This past week, Google unveiled its new application, “Google Wave” which will be released later this year. (To see the presentation of Wave by Google, click below.)
Wave at once makes communication and collaboration easier and makes it more personal. Think of it as combining the intimacy of e-mail and chat-rooms with the malleability of wikis and organization of Flickr or Facebook.
In an interesting post by Mitch Joel of twistimage.com, the fact that the Wave is a more personal form of social media may require marketers to rethink (again) how to approach social media. What might count is not the quantity of links, friends or followers (sorry Ashton), but the quantity of the relationships. The key for marketers (or organizations), therefore, is not to focus on broadcast social media (getting on all media, measuring numbers of unique links/friends/followers) but to focus on micro social media, smaller disparate groups bounded by strong trust. Think Tara Hunt’s whuffie factor or soup metrics.
The question is, what metrics do you therefore us to define success? If we’re focused on the quality of the relationship more than the quantity of the relationship, perhaps we should focus on repeat visits more than unique visitors. If Person A has 20 friends that she speaks to, but they don’t speak back and Person B has 5 friends, but they all speak back to her on multiple occasions, which person do you want to market to? Conversely, if you are a business, how much time and money do you want to spend expanding your universe rather than engaging the clients you currently have and let them talk about you (or invite you) to their friends.
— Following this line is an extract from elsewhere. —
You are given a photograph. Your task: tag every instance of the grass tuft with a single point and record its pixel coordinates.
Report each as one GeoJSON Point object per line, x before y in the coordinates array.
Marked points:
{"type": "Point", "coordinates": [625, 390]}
I initially thought that the beauty of social media was that you could scale conversations from the living room to the stadium, that you can extend yourself to the world. Regardless of what new technology is out there, I think, however, that the beauty of social media is to enable us to create rich, engaging “living room” experiences with a discrete group of trusted individuals (and, perhaps, firms) regardless of setting.
Think micro-social and the whole world might not be yours. However, the world that is important — your world — might be.